Anyway, This has surely been the week for karmic discussions, because its been a popular subject. Waiterrant has posted a piece about not stealing tips hopefully garnering customer loyalty and the BarmaidBlog posted something about good deeds being their own reward. These things got me thinking.
We're an instant gratification society. The notion that things should happen immediately (we get to see the baddie get their comeupance at the end of the movie) is something that is very important to us. But, karma, if it is the cosmic law of cause and consequence, would have to apply at the cosmic level and not necessarily the micro level of each individual situation.
One of the things that Meditation Neal said on Tuesday was that we make the world around us. So, if you put in the time and the effort and you work really hard hoping to get a first (if you're British) or getting a 4.0, there is a good chance that this will happen. At least that is what I was told when I was little. But, to say that formula is the tried and true method that always works is wrong and there are thousand counterexamples to it. What we put into something is only one factor in determining what we get out of it. It is probably more accurate to say that there is a high correlation factor between things like hard work and getting what you want. But, if you have ever taken a stats class, you know that correlation does not prove causation.
I don't remember what my original point was. Perhaps it is that doing the right thing is one step towards making a better world. Which would make doing the right thing its own reward if you then got to live in the better world. And, in the service industry anything that brings about customer loyalty is definitely its own reward. So, to borrow a metaphor I have already used, if you want to carve pumpkins, you have to plant pumpkin seeds. I read once, again most likely in Yoga Journal, that from the right perspective we could see our lives unfold and how certain actions and intents manifested ourselves.
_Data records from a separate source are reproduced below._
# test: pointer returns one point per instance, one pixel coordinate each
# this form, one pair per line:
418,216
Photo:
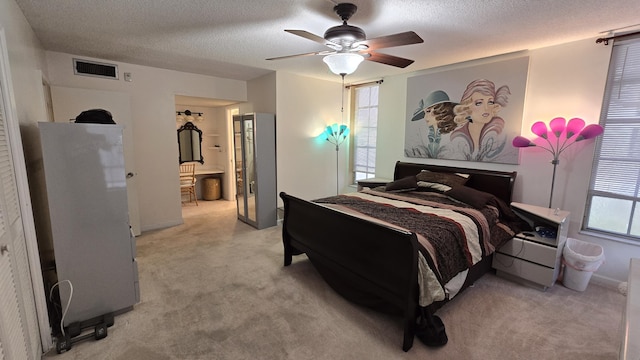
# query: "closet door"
13,336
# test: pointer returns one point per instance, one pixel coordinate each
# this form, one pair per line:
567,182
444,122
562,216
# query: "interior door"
239,165
250,166
70,102
13,333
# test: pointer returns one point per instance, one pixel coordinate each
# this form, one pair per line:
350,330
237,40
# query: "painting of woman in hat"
437,111
479,136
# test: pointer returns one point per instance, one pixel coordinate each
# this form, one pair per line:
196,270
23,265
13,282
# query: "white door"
13,332
70,102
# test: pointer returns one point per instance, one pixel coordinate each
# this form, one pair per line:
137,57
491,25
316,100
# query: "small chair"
188,181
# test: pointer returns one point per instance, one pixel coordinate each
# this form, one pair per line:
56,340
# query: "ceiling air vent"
92,68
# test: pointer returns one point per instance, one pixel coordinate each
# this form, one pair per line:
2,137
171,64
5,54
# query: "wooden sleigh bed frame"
369,263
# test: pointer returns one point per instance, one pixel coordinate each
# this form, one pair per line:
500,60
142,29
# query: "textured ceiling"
233,38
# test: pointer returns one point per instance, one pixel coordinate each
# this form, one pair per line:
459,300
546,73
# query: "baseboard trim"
604,281
161,226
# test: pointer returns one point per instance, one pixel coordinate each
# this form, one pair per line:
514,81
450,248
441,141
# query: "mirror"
190,143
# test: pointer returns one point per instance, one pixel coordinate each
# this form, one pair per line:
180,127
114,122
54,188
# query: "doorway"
214,118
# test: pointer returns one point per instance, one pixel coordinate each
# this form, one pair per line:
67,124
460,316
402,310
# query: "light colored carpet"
216,288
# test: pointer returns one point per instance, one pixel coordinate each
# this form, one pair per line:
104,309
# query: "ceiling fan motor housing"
344,32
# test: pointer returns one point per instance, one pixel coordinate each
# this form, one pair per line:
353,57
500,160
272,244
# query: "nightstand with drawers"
534,257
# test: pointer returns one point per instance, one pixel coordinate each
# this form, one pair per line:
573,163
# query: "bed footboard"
362,260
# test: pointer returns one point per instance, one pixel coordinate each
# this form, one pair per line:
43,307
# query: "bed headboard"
498,183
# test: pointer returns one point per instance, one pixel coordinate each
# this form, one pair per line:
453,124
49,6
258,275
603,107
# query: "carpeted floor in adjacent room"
216,288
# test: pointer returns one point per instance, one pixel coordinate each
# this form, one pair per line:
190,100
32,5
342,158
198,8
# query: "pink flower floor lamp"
564,137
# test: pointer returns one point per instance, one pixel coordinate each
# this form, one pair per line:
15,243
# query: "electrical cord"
64,312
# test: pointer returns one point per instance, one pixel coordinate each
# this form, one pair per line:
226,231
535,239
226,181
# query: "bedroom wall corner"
306,165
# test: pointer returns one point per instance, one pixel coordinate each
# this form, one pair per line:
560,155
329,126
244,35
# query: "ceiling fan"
349,43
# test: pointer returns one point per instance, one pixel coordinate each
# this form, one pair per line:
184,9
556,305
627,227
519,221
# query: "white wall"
566,80
152,94
26,63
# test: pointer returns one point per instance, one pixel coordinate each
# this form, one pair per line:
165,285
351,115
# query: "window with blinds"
365,132
614,193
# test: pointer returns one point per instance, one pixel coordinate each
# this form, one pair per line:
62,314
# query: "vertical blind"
365,126
612,204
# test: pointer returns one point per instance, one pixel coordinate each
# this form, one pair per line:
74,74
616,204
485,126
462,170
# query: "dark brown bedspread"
442,223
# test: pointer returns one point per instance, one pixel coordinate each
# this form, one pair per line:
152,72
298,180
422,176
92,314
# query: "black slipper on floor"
432,333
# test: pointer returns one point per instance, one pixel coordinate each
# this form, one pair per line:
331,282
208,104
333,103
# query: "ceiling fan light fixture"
343,63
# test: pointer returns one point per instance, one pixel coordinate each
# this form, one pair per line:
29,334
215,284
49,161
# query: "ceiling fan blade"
405,38
388,59
309,36
325,52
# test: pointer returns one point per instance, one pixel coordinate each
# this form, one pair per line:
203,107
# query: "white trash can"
581,259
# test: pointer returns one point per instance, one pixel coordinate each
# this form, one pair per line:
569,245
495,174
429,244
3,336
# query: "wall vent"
92,68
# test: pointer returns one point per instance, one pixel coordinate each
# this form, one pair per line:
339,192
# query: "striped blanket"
452,235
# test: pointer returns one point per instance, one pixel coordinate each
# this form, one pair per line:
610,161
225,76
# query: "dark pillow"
476,198
441,181
405,184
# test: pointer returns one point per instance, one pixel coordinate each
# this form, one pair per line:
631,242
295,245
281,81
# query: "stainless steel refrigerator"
87,196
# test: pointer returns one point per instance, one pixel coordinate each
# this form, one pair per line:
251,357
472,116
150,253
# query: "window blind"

There are ways to gain some of this sort of perspective, yoga or meditation or what have you. Its just a matter of starting to put in the work, I guess. (well, doubtful that it is just a matter of putting in the effort. Its probably more a matter of putting in the effort, your intentions about the whole process, the frequency of the effort, the temperature of the room in which the effort takes place, etc.)
What I find interesting about karma is the connection I have made to "living in the now" previously. Planning for the future seems to be at odds with living in this moment. But, I'm sure that is a discussion for another time.